Police getting new K-9 cruiser

Cary Ashby • Sep 27, 2019 at 3:00 PM

The Norwalk Police Department canine handler and K-9 Joker soon will have a new set of wheels.

City council approved legislation for the $53,000 donated cruiser Tuesday. Finance director Michelle Reeder told council members the money doesn’t come from the general fund and will go into a fund set up for the donations, which mostly came from the American Legion.

The new Ford Interceptor will replace a 2011 Ford Crown Victoria. The civilian version of the Interceptor is the Ford Explorer.

Chief Mike Conney, after the meeting, said two-thirds of the space in the cruiser will be dedicated to Joker, with another third for a suspect.

“That’s a definite benefit for it. … As it stands now, you can’t transfer a prisoner,” he added, noting that meant if the canine unit made an arrest, another cruiser had to be used.

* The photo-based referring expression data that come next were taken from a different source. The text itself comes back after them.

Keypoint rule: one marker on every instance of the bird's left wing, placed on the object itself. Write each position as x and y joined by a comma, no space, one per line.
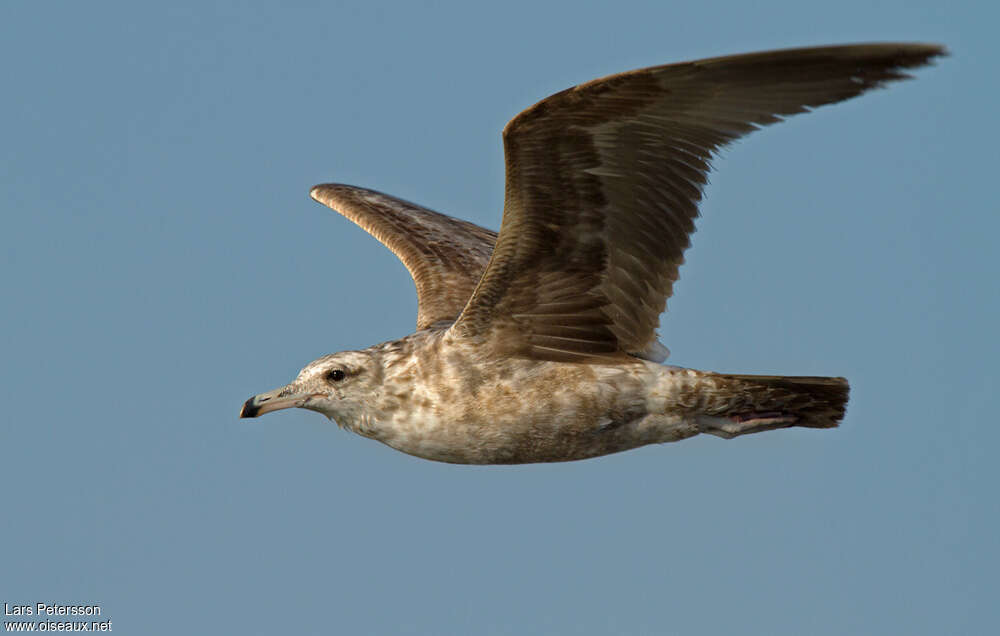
445,256
603,185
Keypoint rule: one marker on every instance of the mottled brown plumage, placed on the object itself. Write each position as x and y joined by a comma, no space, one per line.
539,343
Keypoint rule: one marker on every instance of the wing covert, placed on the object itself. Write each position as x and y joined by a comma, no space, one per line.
603,182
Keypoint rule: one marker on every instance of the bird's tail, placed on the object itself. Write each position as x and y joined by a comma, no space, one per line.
765,402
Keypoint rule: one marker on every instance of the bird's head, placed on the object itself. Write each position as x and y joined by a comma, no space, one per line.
340,386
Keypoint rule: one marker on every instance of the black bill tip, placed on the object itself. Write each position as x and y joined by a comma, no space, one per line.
250,409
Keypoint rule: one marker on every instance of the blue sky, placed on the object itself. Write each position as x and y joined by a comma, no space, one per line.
163,262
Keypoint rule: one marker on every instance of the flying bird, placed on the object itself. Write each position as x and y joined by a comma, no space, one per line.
538,343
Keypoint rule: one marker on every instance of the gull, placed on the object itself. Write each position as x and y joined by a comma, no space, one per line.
539,343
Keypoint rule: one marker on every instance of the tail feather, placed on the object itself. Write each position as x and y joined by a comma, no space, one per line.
813,402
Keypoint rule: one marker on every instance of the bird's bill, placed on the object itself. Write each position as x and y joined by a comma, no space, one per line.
274,401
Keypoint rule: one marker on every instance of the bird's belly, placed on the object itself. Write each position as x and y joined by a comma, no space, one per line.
530,438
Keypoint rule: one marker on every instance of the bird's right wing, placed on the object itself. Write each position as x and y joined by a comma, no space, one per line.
445,256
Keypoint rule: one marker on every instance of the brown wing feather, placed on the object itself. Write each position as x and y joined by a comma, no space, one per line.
445,256
604,180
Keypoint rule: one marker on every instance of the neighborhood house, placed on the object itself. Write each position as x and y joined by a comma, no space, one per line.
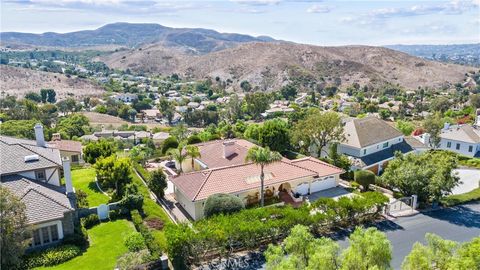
222,169
32,170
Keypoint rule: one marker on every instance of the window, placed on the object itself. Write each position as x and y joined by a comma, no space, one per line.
36,238
54,232
40,175
45,235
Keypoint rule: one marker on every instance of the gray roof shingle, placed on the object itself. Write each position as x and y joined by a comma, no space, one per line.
44,202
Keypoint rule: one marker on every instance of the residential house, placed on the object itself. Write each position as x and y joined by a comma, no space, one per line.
32,173
68,148
222,169
370,143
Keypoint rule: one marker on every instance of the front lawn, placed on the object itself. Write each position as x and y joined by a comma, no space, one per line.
106,245
84,179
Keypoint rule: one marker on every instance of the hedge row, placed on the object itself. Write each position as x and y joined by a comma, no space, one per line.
152,245
52,256
248,229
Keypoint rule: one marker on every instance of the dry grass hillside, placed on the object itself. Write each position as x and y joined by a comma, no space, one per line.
270,65
19,81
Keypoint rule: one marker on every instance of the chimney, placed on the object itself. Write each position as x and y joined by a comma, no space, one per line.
67,175
39,137
477,118
56,137
228,148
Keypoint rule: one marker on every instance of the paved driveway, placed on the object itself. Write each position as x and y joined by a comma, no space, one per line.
460,223
470,180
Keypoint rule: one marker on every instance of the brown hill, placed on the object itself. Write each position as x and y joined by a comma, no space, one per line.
19,81
270,65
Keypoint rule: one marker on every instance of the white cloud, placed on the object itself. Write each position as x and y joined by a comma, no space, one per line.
318,9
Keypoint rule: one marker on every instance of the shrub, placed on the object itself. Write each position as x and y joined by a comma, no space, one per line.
170,142
194,139
364,178
132,260
134,242
51,256
81,199
222,204
90,221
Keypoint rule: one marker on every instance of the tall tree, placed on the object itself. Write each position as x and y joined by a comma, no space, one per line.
318,129
262,157
193,152
428,175
14,231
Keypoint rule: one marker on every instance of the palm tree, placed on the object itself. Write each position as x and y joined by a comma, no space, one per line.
262,156
178,155
193,152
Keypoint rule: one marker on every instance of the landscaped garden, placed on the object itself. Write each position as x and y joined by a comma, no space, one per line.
106,244
84,180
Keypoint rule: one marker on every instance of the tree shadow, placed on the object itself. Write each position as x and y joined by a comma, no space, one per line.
461,215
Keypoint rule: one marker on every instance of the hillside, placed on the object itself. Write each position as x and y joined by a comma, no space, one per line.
191,40
269,65
464,54
18,81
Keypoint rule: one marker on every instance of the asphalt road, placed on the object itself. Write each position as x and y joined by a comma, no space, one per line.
460,224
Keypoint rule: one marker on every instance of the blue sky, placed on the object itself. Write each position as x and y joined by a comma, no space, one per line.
328,22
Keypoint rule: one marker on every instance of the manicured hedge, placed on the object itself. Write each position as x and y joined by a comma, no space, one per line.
51,256
248,229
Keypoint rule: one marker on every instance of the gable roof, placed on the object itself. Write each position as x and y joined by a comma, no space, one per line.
44,202
200,185
12,158
366,131
212,153
463,133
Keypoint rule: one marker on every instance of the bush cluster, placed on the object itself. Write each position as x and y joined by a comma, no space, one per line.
248,229
51,256
89,221
152,245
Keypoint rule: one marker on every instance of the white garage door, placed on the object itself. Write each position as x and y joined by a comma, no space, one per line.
322,184
302,189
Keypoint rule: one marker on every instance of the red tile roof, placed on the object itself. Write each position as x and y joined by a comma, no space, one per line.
212,153
200,185
322,168
67,145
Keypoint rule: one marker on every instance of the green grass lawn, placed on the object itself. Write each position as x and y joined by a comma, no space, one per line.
84,179
152,209
106,245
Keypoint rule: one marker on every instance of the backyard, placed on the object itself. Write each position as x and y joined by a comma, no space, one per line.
84,179
106,245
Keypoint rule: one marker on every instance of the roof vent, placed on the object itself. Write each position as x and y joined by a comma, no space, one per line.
31,158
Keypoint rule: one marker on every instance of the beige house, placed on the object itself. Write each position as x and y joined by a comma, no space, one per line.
222,169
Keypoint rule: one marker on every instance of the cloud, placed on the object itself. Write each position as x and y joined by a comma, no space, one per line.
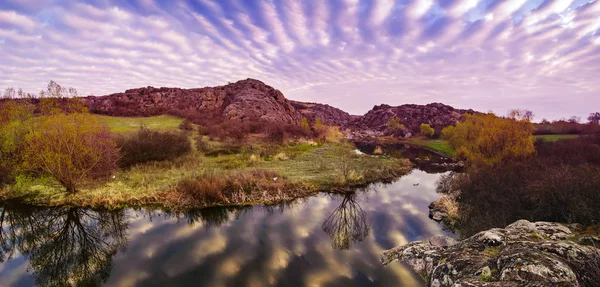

Also, Conney said the air conditioning will be pumped directly into the compartment for the dog and the Interceptor “will be dedicated to one person,” officer Tim Skinner. The chief noted that vehicles generally tend to receive better care when it’s one officer’s responsibility.

In addition, Conney informed council Tuesday that the police department received an about $8,600 grant from the U.S. Department of Justice, which will be used to purchase 11 to 12 pieces of body armor.

Safety-service director Ellen Heinz told council that nine of the 10 tornado sirens are working and her primary recommendation will be to buy a new one for Veterans Memorial Lake Park (aka the reservoir). Because “the other sirens are very old,” she said she wants the city to discuss the placement of the others and if any of them need to be moved. City officials have estimated the tornado siren system has been in place since the late 1980s or early 1990s.

Councilman Jordy Horowitz asked what a new siren costs. Heinz said she spoke to two venders who reported each one costs about $25,000. She also said learned a siren recently cost nearly $40,000 for an area community, but the added cost was due to the fact there was no electricity going to the area where it was placed.

The issue of the effectiveness of the current sirens came to council members’ attention in late March. At that point, two of the 10 were fully functioning. After a series of monthly tests and expert evaluations, five sirens were working about mid-May.